1. Select the most influential params
    - Understand which ones to tune first (someimes stated in the documentation) by knowing what their influence is.
2. Tune them: Manually or Automatically (hyperopt, scikit-optimize, spearmint, GPyOpt, RoBO, SMAC3) by defining a search space.

## Only tuning doesn't optimize a model

- Feature engineering helps more than hyperparameter tunning, so don't spend too much time doing tunning.
- It may help but when having more computational power or time to let the model train.

## Final models

- Submit 5 models with small deviations from optimal parameters.
- Use different random seeds.

## Split parameters into 2 groups

#### Red parameter:
- Increasing it **impedes fitting**, so increase it to reduce overfitting.
- Decrease to allow easier model fit

#### Green parameter:
- Increasing it **leads to overfitting**, so increase it if the model underfits.

## 1. TB Models

### 1.1. Gradient Boosting: GBDT, XGBoost, LightGBM, CatBoost

Regularized Greedy Forest (RGF)

These 2 are the most common, so one needs to know how to tune them.

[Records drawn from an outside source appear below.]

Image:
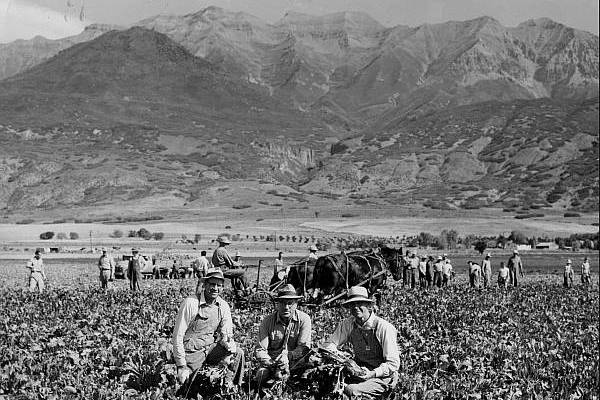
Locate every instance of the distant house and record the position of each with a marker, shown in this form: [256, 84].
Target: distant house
[546, 246]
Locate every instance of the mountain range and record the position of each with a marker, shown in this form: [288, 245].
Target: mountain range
[459, 114]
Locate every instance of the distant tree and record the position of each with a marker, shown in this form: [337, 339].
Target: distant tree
[47, 235]
[158, 235]
[480, 246]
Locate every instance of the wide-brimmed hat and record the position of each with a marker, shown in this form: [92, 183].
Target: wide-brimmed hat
[213, 273]
[357, 294]
[287, 292]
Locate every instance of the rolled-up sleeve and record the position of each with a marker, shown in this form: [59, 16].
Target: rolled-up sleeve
[187, 312]
[387, 334]
[304, 337]
[340, 335]
[227, 324]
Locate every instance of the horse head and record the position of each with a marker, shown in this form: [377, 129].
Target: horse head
[394, 260]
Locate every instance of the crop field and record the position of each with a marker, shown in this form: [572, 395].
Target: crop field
[77, 342]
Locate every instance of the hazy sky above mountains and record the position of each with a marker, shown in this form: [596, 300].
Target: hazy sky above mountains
[23, 19]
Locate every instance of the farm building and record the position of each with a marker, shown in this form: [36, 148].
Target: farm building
[546, 246]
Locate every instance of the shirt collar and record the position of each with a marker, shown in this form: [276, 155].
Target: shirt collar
[369, 323]
[293, 317]
[202, 300]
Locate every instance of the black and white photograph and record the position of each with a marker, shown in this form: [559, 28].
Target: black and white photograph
[299, 200]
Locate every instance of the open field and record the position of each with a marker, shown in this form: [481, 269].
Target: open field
[75, 342]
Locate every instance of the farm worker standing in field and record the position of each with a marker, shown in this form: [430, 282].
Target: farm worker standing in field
[515, 266]
[486, 270]
[423, 272]
[284, 338]
[37, 275]
[201, 265]
[134, 274]
[375, 348]
[413, 270]
[503, 274]
[585, 272]
[106, 265]
[203, 334]
[438, 269]
[568, 275]
[221, 258]
[474, 275]
[312, 253]
[447, 272]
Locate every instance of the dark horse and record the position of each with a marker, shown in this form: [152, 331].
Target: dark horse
[335, 272]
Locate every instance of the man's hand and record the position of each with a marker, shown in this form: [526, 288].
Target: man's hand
[183, 373]
[366, 374]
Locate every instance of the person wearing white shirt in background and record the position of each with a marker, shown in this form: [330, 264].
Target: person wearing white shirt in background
[446, 272]
[486, 270]
[201, 265]
[37, 274]
[373, 340]
[312, 253]
[568, 275]
[503, 273]
[585, 272]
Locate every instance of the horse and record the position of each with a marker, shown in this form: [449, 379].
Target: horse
[333, 273]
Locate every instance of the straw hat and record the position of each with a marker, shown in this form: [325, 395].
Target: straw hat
[357, 294]
[287, 292]
[213, 273]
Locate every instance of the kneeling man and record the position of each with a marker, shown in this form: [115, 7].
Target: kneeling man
[203, 333]
[374, 343]
[284, 337]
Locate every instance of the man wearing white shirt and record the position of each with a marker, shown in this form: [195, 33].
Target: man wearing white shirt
[373, 340]
[203, 334]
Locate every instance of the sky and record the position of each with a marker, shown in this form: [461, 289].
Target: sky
[24, 19]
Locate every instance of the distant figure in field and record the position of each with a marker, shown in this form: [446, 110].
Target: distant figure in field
[585, 272]
[280, 272]
[503, 276]
[413, 270]
[429, 271]
[37, 275]
[106, 265]
[568, 275]
[515, 266]
[201, 265]
[438, 269]
[134, 269]
[447, 271]
[221, 258]
[486, 270]
[423, 272]
[474, 275]
[312, 253]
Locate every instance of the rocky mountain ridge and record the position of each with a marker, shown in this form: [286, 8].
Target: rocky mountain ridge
[456, 115]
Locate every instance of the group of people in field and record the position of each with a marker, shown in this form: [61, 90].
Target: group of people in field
[203, 337]
[429, 271]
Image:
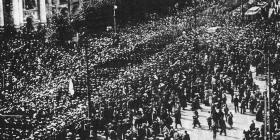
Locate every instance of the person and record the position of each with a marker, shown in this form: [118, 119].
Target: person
[235, 101]
[230, 121]
[252, 126]
[186, 136]
[226, 111]
[243, 106]
[209, 120]
[223, 127]
[214, 129]
[195, 119]
[178, 118]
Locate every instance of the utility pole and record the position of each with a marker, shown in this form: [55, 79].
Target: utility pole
[115, 21]
[269, 91]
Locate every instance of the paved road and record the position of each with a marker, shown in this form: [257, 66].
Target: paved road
[240, 121]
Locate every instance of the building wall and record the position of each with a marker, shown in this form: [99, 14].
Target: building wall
[16, 12]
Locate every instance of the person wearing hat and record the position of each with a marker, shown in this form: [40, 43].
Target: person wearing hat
[186, 136]
[243, 106]
[236, 101]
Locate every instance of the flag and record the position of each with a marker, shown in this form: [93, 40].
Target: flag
[71, 87]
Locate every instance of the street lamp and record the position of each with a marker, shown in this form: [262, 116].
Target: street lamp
[115, 22]
[266, 96]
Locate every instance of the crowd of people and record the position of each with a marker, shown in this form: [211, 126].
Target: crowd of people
[142, 101]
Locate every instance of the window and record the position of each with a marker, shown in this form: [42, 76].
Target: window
[30, 4]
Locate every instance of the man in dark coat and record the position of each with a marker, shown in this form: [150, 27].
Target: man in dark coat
[186, 136]
[178, 118]
[235, 101]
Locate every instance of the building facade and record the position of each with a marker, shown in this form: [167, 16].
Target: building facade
[15, 12]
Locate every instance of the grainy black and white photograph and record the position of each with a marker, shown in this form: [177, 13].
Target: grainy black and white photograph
[139, 70]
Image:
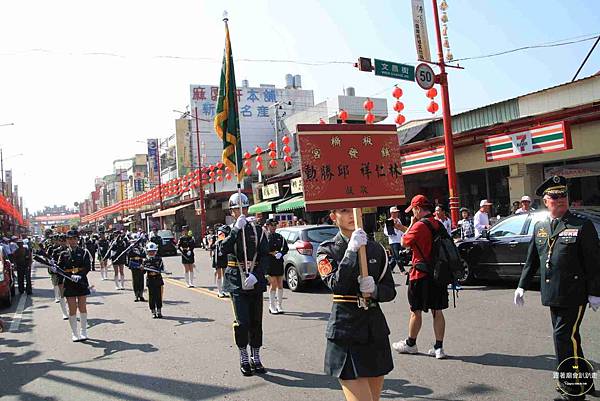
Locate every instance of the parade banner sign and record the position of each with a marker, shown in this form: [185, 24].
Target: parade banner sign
[542, 139]
[423, 160]
[350, 166]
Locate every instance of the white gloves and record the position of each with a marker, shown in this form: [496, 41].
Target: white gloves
[519, 297]
[594, 302]
[367, 284]
[240, 222]
[358, 239]
[250, 281]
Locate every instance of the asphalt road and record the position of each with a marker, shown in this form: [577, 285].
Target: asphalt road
[497, 352]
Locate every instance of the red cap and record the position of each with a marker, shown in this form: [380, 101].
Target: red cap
[418, 200]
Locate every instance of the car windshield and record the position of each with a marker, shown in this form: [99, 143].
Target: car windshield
[321, 234]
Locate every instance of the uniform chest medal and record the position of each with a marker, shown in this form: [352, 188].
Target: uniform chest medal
[324, 267]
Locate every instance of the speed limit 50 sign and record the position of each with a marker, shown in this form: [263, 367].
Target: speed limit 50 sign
[424, 76]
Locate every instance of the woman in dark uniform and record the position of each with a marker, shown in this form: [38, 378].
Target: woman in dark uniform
[220, 259]
[358, 351]
[76, 263]
[186, 247]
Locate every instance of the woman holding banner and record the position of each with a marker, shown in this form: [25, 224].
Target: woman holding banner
[358, 351]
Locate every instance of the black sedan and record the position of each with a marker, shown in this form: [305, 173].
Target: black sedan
[501, 252]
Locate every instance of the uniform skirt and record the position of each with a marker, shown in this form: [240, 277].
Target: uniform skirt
[79, 289]
[348, 361]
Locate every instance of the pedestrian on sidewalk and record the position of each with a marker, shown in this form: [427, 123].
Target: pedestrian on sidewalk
[278, 248]
[186, 247]
[358, 351]
[394, 230]
[153, 267]
[247, 250]
[424, 293]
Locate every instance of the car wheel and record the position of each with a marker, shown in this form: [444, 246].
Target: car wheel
[293, 279]
[467, 277]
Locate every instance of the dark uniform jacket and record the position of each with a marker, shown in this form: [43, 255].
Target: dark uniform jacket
[276, 244]
[339, 270]
[568, 260]
[257, 250]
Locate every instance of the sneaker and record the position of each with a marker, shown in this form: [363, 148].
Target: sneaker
[402, 348]
[437, 352]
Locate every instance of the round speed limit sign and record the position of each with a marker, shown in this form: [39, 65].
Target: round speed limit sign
[424, 76]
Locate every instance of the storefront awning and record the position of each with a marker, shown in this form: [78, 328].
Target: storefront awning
[296, 202]
[171, 211]
[262, 207]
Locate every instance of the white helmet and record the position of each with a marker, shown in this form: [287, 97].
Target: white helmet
[234, 201]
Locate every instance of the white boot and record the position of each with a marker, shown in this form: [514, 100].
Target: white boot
[74, 332]
[63, 308]
[83, 321]
[272, 307]
[56, 294]
[279, 300]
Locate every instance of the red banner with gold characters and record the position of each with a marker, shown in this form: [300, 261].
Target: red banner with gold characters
[350, 165]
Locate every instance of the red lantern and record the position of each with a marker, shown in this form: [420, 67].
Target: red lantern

Most important parameters (because this model is super common):
- max_depth = 7
- min_child_weight = 0, 5, 15, or 300
- eta
- num_round

A nice explanation of these parameters is in this video https://www.coursera.org/learn/competitive-data-science/lecture/wzi5a/hyperparameter-tuning-ii

![](images/GB_params.png)

### 1.2. RF, ExtraTrees

Extratrees has the same parameters as RFs. The difference is that RFs build each tree to be independent of others. That means that for RFs, many trees don't lead to overfitting.

![](images/RF_params.png)

## 2. NNs: Keras, PyTorch, Lasagne, TF, MxNet

This is only for dense NNs.

Most important parameters: 
- Number of neurons per layer: 64 units per layer
- Number of layers: 1 or 2
- Static dropconnect (for regularization), TODO https://www.coursera.org/learn/competitive-data-science/lecture/Hg3xw/hyperparameter-tuning-iii

![](images/NN_params.png)

## 3. Linear Models

### 3.1. SVC/SVR (SVMs) from Scikit-learn

- It uses libLinear and LibSVM. One needs to compiler them for multicore support.

- Logistic and Linear regression

- SGDClassifier/SGDRegressor

![](images/SVM_params.png)
### 3.2. Vowpal Wabbit

- This is used for datasets that don't fit in the memory. (FTRL = Follow the Regularized Leader)



## 4. Factorization Machines (LibFM, LibFFM)

These are not too common so they are not covered.